Opening the Berlin Energy Transition Dialogue on Tuesday (17 April), Foreign Minister Maas called for greater efforts in the fight against climate change. Addressing an audience of politicians and energy experts from across the world, Maas said Germany would continue to do its utmost to speed up the global shift towards a sustainable energy supply. At the two day conference, government representatives, business leaders, scientists and academics from over 90 countries are discussing the future of the global energy supply.
Time is short
“We don’t have unlimited time at our disposal,” Maas emphasised. With the Paris Agreement and the 2030 Agenda, he went on, the international community had pledged to tackle the challenges posed by global warming. If the international community did not succeed in achieving the United Nations Sustainable Development Goals by 2030, the Minister said, then global peace and stability would be at even greater risk than hitherto.
Climate and security are linked
Climate change is already heightening conflicts over resources in many regions of the world. In some places, global warming is causing a deterioration in living conditions and thus triggering migration movements. That is why Germany is campaigning around the world for a shift towards sustainable energy production. In order to put the subject right at the top of the international agenda, Germany will bring together a group of states in the United Nations to push forward joint initiatives on climate change and international security.

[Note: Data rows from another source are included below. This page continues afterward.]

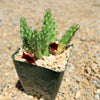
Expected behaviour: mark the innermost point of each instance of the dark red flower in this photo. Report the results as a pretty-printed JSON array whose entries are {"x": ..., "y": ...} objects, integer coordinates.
[
  {"x": 29, "y": 58},
  {"x": 53, "y": 46}
]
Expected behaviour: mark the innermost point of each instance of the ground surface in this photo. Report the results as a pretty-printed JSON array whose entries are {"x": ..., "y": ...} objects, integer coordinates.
[{"x": 82, "y": 77}]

Last year, Germany made more than 200 million euros available for climate protection projects in poorer countries.
Forge alliances for sustainability
To ensure that energy policy really does change around the world, the Federal Foreign Office is seeking to forge strategic alliances. “Unilateral national action and confrontations do not take us a single step forward,” stressed Maas. That is why diplomats in the Federal Foreign Office are working systematically to establish global partnerships and initiatives for a global energy transition.